Zhang Xuchao, Chen Jing, Wang Yongtian, Wang Xiaofeng, Hu Jialu, Peng Jiajie, Shang Xuequn, Wang Yanpu, Wang Tao
School of Computer Science, Northwestern Polytechnical University, 1 Dongxiang Rd., Xi'an 710072, Shaanxi, China.
Key Laboratory of Big Data Storage and Management, Ministry of Industry and Information Technology, Northwestern Polytechnical University, 1 Dongxiang Rd., Xi'an 710072, Shaanxi, China.
Brief Bioinform. 2025 May 1;26(3). doi: 10.1093/bib/bbaf303.
Cancer remains a significant global health burden, underscoring the need for innovative diagnostic tools to enable early detection and improve patient outcomes. While circulating cell-free DNA (cfDNA) methylation has emerged as a promising biomarker for noninvasive cancer diagnostics, existing methods often face limitations in handling the high-dimensionality of methylation data, small sample sizes, and a lack of biological interpretability. To address these challenges, we propose cfMethylPre, a novel deep transfer learning framework tailored for cancer detection using cfDNA methylation data. cfMethylPre leverages large language model pretrained embeddings from DNA sequence information and integrates them with methylation profiles to enhance feature representation. The deep transfer learning process involves pretraining on bulk DNA methylation data encompassing 2801 samples across 82 cancer types and normal controls, followed by fine-tuning with cfDNA methylation data.
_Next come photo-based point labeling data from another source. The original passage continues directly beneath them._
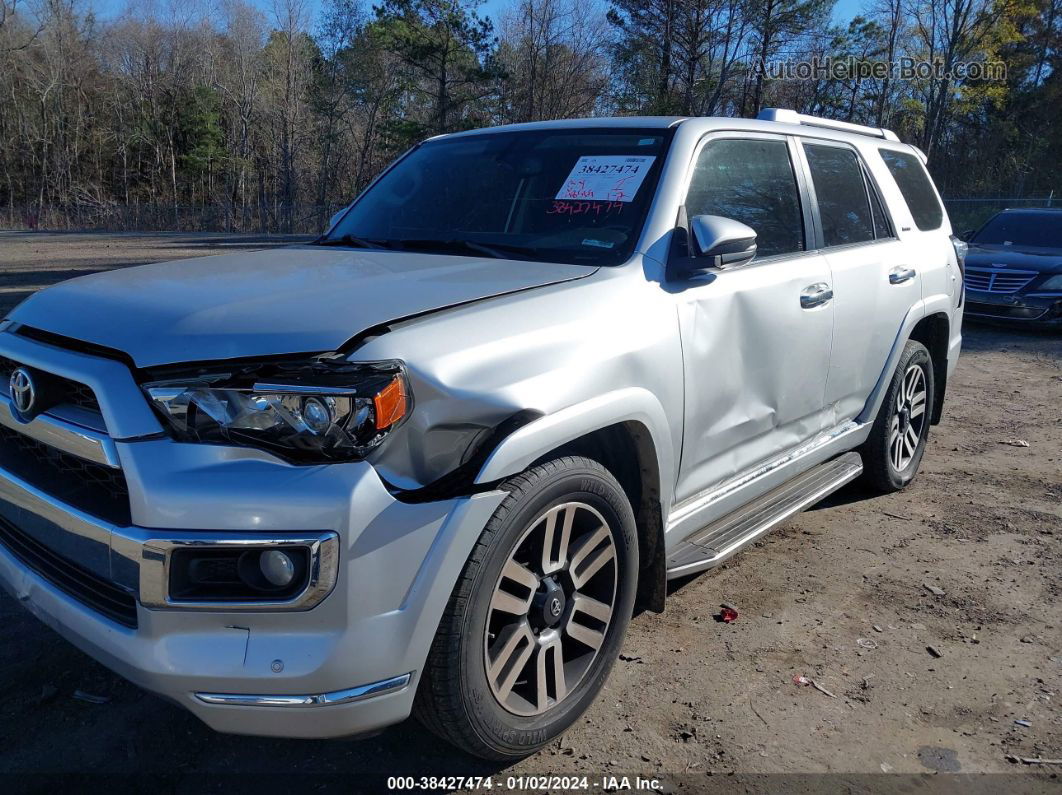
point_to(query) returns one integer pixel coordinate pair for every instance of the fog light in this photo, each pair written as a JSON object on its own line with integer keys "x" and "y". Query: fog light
{"x": 277, "y": 568}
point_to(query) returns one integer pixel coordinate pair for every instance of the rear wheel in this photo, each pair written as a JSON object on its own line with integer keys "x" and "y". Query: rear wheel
{"x": 893, "y": 450}
{"x": 538, "y": 615}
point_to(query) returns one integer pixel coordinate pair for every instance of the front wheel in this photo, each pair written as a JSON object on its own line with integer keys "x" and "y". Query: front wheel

This approach ensures robust adaptation to cfDNA's unique characteristics while improving predictive accuracy. Our model achieved superior predictive accuracy compared with state-of-the-art methods, with a weighted Matthews Correlation Coefficient of 0.926 and a weighted F1-score of 0.942. Through model interpretation and biological experimental validation, we identified three novel breast cancer genes-PCDHA10, PRICKLE2, and PRTG-demonstrating their inhibitory effects on cell proliferation and migration in breast cancer cell lines. These findings establish cfMethylPre as a powerful and interpretable tool for cancer diagnostics and biological discovery, paving the way for its application in precision oncology.
癌症仍然是一项重大的全球健康负担,这凸显了对创新诊断工具的需求,以实现早期检测并改善患者预后。虽然循环游离DNA(cfDNA)甲基化已成为无创癌症诊断中有前景的生物标志物,但现有方法在处理甲基化数据的高维度、小样本量以及缺乏生物学可解释性方面常常面临局限性。为应对这些挑战,我们提出了cfMethylPre,这是一种专为使用cfDNA甲基化数据进行癌症检测量身定制的新型深度迁移学习框架。cfMethylPre利用从DNA序列信息预训练的大语言模型嵌入,并将其与甲基化谱整合以增强特征表示。深度迁移学习过程包括在涵盖82种癌症类型和正常对照的2801个样本的大量DNA甲基化数据上进行预训练,随后使用cfDNA甲基化数据进行微调。这种方法确保了对cfDNA独特特征的稳健适应,同时提高了预测准确性。与现有最先进方法相比,我们的模型实现了更高的预测准确性,加权马修斯相关系数为0.926,加权F1分数为0.942。通过模型解释和生物学实验验证,我们鉴定出三个新型乳腺癌基因——PCDHA10、PRICKLE2和PRTG——证明了它们对乳腺癌细胞系中细胞增殖和迁移的抑制作用。这些发现确立了cfMethylPre作为癌症诊断和生物学发现的强大且可解释工具的地位,为其在精准肿瘤学中的应用铺平了道路。